Dans les années 1950 et 60, les icônes s’appelaient Jackie Kennedy, Marilyn Monroe, Liz Taylor, Brigitte Bardot, Raquel Welch, Jane Fonda (dans Barbarella), ou encore Ursula Andress dans James Bond. Aujourd’hui, Kate Moss s’impose comme muse pour de nombreux artistes, dont Allen Jones. Pourquoi elle ?
"Très photogénique. Certaines personnes deviennent subitement omniprésentes. Ce qui m’a toujours frappé, c’est la différence de perception entre l’Amérique et l’Europe. Les actrices européennes expriment une sexualité plus directe. Bardot plus que Monroe, par exemple. "
Stanley Kubrick s’est inspiré du travail de Jones pour le décor de Orange mécanique.

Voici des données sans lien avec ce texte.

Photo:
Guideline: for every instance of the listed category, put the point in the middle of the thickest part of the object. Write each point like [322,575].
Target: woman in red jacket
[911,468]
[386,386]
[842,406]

" On ne s’est jamais rencontrés, on s’est parlé au téléphone. Il avait vu une de mes expos et m’a proposé de collaborer à son film, notamment pour concevoir le club et les meubles. J’étais emballé. Puis il m’a dit : “Je suis un réalisateur célèbre, si on te remarque dans mon film, tu auras du travail.” J’ai répondu : “Je ne suis pas décorateur de cinéma. Si vous pouvez me décrocher une expo au Louvre ou au MoMA, là d’accord !” Finalement, je lui ai dit : “Si mon idée vous plaît, servez-vous. Après tout, on ne peut pas breveter une idée.”